United States v. Butler

Citation414 F. Supp. 394
Decision Date20 May 1976
Docket NumberCrim. No. H-75-57.
CourtU.S. District Court — District of Connecticut
PartiesUNITED STATES of America v. Marcus C. BUTLER.

M. Hatcher Norris, Asst. U. S. Atty., Hartford, Conn., for plaintiff.

David S. Golub, Stamford, Conn., for defendant.
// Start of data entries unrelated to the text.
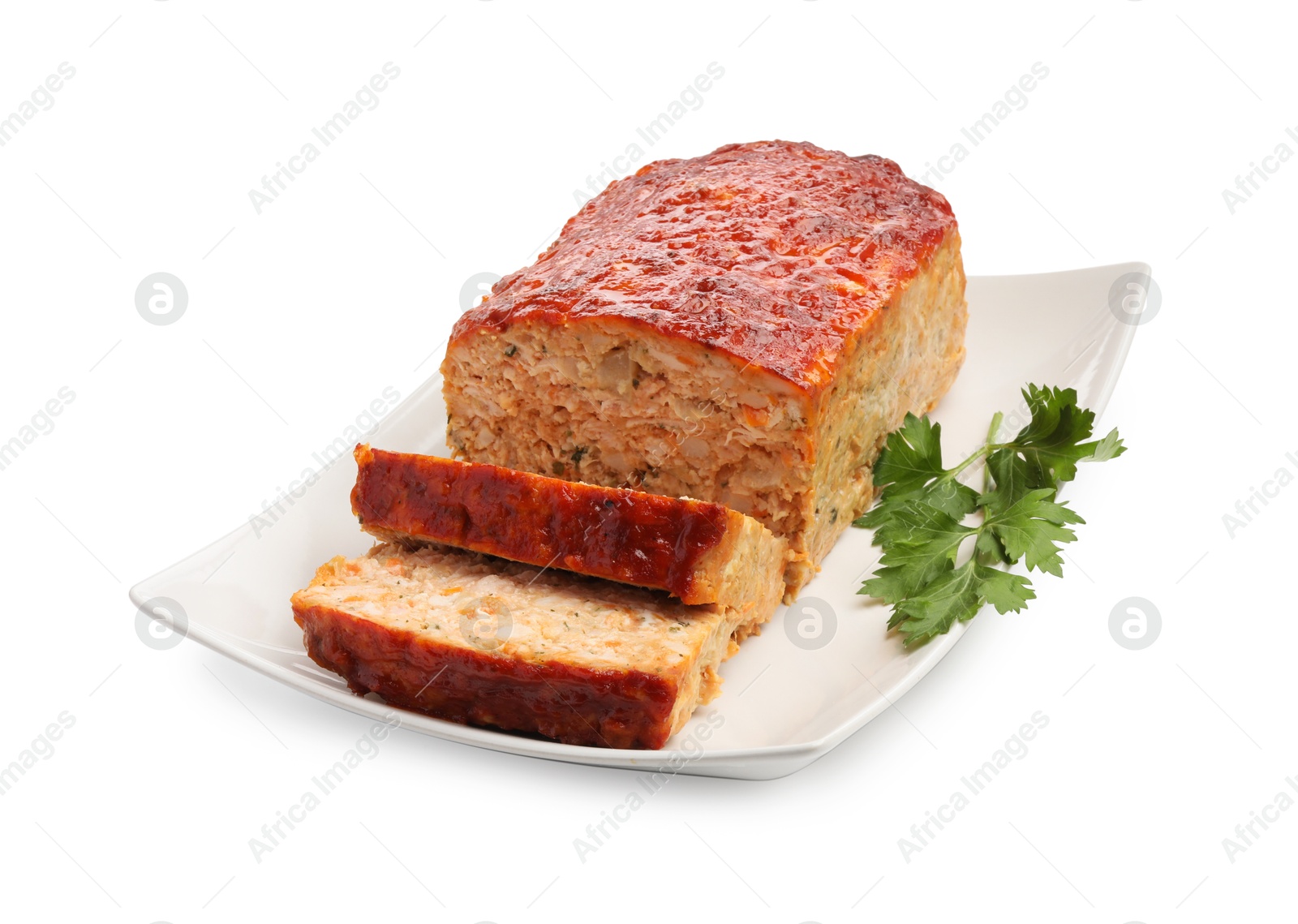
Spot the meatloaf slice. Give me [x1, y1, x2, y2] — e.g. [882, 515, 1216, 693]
[441, 141, 967, 598]
[292, 544, 783, 749]
[352, 445, 788, 606]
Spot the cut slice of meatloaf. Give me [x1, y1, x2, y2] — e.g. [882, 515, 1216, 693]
[292, 544, 784, 749]
[352, 445, 788, 606]
[441, 141, 967, 598]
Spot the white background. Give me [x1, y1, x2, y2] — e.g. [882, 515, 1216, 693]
[0, 0, 1298, 924]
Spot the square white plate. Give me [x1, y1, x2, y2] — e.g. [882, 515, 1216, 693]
[131, 264, 1157, 780]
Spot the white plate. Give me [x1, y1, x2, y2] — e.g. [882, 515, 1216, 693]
[131, 264, 1157, 780]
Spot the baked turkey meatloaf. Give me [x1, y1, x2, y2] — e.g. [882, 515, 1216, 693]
[441, 141, 967, 600]
[352, 445, 787, 604]
[292, 544, 784, 749]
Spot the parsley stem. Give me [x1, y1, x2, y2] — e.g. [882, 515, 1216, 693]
[982, 411, 1004, 494]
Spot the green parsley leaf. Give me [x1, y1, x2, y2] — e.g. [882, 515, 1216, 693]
[853, 385, 1127, 645]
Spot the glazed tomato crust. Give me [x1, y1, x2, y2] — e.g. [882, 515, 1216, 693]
[294, 604, 677, 750]
[352, 445, 731, 604]
[450, 141, 956, 392]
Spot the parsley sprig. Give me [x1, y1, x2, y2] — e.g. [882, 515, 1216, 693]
[853, 385, 1125, 645]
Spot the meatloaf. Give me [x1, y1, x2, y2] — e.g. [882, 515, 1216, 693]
[352, 445, 787, 604]
[292, 544, 784, 749]
[441, 141, 967, 600]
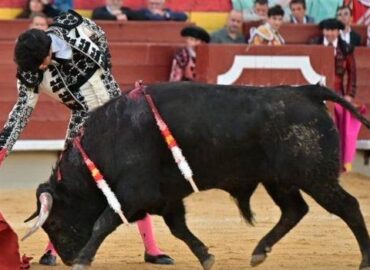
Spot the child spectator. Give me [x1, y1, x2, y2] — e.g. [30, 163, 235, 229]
[243, 0, 269, 22]
[289, 0, 315, 24]
[141, 0, 188, 21]
[337, 6, 361, 47]
[17, 0, 61, 19]
[231, 0, 254, 12]
[170, 26, 210, 82]
[211, 10, 245, 43]
[30, 12, 49, 31]
[92, 0, 146, 21]
[54, 0, 73, 11]
[311, 19, 360, 170]
[306, 0, 343, 22]
[249, 5, 285, 46]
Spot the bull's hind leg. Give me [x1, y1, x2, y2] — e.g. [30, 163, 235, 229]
[72, 206, 122, 270]
[162, 201, 215, 270]
[302, 180, 370, 270]
[251, 182, 308, 266]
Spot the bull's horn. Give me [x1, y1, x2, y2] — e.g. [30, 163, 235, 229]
[22, 192, 53, 241]
[24, 210, 39, 223]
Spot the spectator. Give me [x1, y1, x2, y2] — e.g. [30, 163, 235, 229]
[337, 6, 361, 47]
[289, 0, 315, 24]
[211, 10, 245, 43]
[141, 0, 188, 21]
[29, 12, 49, 31]
[54, 0, 73, 11]
[268, 0, 291, 22]
[170, 26, 210, 82]
[249, 5, 285, 46]
[232, 0, 254, 12]
[306, 0, 343, 22]
[311, 19, 359, 171]
[243, 0, 269, 22]
[17, 0, 61, 19]
[92, 0, 146, 21]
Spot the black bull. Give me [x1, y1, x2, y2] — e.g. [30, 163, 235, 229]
[28, 83, 370, 270]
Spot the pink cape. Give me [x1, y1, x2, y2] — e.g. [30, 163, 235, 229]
[0, 212, 21, 270]
[334, 104, 366, 171]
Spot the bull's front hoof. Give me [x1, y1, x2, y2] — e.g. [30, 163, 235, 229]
[251, 254, 267, 266]
[202, 254, 215, 270]
[39, 250, 57, 266]
[72, 264, 89, 270]
[144, 252, 175, 265]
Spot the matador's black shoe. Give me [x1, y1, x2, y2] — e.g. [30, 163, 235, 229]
[39, 250, 57, 266]
[144, 252, 175, 264]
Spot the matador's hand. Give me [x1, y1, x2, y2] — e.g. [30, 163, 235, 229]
[0, 148, 8, 166]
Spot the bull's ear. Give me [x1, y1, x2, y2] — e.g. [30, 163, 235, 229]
[24, 210, 39, 223]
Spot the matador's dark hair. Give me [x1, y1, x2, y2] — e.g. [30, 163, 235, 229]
[14, 29, 51, 71]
RULING ON DEFENDANT'S MOTION TO DISMISS

BLUMENFELD, District Judge.

The defendant was arrested on April 25, 1975, as he attempted to conclude a cocaine transaction with an undercover operative of the Drug Enforcement Agency. On May 8, 1975, he was indicted for three offenses allegedly committed on April 10 and 17, 1975, involving the distribution of cocaine "samples" to the undercover agent. Plea negotiations broke down during the summer, and the defendant was again indicted on October 22, 1975, for the two offenses allegedly committed at the time of his arrest. The defendant has moved to dismiss counts four and five, based on the April 25 offenses, and now consolidated with the earlier indictment.1

In Blackledge v. Perry, 417 U.S. 21, 94 S.Ct. 2098, 40 L.Ed.2d 628 (1974), the Supreme Court explicitly applied the due process principles set forth in North Carolina v. Pearce, 395 U.S. 711, 89 S.Ct. 2072, 23 L.Ed.2d 656 (1969), forbidding increased penalties which inhibit the exercise of constitutional rights, to prosecutorial conduct. The defendant alleges that the government's decision in this case, to seek and obtain an additional indictment once it was clear that the plea discussions had broken down and that the defendant would exercise his constitutional right to a jury trial,2 similarly contravenes the due process guarantees of the fifth amendment.
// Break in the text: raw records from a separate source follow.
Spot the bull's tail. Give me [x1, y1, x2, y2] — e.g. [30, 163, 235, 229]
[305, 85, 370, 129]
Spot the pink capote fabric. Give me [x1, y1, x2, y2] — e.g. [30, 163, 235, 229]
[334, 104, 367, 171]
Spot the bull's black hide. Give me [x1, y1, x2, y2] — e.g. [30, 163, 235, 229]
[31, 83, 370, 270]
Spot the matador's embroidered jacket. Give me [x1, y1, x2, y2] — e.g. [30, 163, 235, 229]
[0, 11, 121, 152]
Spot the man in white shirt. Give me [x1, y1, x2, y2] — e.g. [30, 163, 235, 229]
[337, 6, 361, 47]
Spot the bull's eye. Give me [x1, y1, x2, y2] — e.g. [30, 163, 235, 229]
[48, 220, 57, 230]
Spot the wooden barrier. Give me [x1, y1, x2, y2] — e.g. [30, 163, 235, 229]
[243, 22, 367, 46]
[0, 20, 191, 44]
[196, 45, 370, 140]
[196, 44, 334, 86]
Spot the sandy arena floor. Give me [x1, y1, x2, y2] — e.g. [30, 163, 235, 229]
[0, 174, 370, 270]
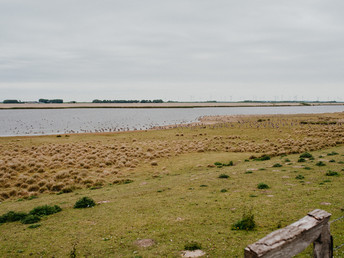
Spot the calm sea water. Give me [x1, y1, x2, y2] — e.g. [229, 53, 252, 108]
[0, 106, 344, 136]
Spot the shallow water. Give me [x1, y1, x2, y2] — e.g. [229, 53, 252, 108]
[0, 106, 344, 136]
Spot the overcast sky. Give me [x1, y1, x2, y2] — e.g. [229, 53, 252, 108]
[0, 0, 344, 101]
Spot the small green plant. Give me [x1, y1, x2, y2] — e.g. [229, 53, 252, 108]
[300, 152, 313, 159]
[184, 241, 202, 251]
[254, 154, 271, 161]
[0, 211, 27, 224]
[232, 211, 256, 230]
[29, 205, 62, 216]
[21, 214, 41, 224]
[113, 179, 134, 185]
[28, 224, 41, 228]
[295, 175, 305, 180]
[315, 161, 326, 167]
[257, 183, 270, 189]
[214, 161, 234, 168]
[326, 170, 339, 176]
[74, 197, 96, 209]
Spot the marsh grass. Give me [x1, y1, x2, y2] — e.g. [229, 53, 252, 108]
[0, 114, 344, 257]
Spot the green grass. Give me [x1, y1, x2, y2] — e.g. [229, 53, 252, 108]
[0, 148, 344, 257]
[0, 114, 344, 257]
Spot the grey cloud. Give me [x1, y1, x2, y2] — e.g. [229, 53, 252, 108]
[0, 0, 344, 98]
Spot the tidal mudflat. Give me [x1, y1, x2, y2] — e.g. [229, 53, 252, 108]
[0, 113, 344, 257]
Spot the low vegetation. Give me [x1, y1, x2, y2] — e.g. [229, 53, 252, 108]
[232, 211, 256, 230]
[74, 197, 96, 209]
[0, 114, 344, 257]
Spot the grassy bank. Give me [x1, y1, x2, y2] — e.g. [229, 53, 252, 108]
[0, 114, 344, 257]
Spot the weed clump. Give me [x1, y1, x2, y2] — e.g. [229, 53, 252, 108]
[257, 183, 270, 189]
[300, 152, 313, 159]
[232, 211, 256, 230]
[74, 197, 96, 209]
[184, 241, 202, 251]
[29, 205, 62, 216]
[295, 175, 305, 180]
[0, 211, 27, 224]
[254, 154, 271, 161]
[21, 214, 41, 224]
[214, 161, 234, 168]
[28, 224, 41, 228]
[315, 161, 326, 167]
[326, 170, 339, 176]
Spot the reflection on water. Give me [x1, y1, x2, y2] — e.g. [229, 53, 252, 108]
[0, 106, 344, 136]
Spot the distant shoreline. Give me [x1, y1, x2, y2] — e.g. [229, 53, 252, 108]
[0, 102, 344, 110]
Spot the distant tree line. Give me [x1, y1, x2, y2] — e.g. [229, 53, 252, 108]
[2, 99, 21, 104]
[92, 99, 164, 103]
[38, 99, 63, 103]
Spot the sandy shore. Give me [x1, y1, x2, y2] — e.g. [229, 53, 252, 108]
[0, 102, 344, 109]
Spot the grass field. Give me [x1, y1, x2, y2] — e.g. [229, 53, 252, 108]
[0, 113, 344, 257]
This court does not disagree with the general argument made by the defendant. Certainly prosecutorial discretion can be abused, and the bringing of enhanced charges can violate due process. United States ex rel. Williams v. McMann, 436 F.2d 103 (2d Cir. 1970), cert. denied, 402 U.S. 914, 91 S.Ct. 1396, 28 L.Ed.2d 656 (1971). Indeed, as Judge McGowan noted in United States v. Jamison, 164 U.S.App.D.C. 300, 505 F.2d 407 (1974), the principle enunciated in Pearce and Blackledge does not depend upon a showing of actual vindictiveness by the court or prosecutor, but merely the possibility of it, i. e., an "apprehension on the defendant's part of receiving a vindictively-imposed penalty for the assertion of rights." 505 F.2d at 415. (Emphasis in original).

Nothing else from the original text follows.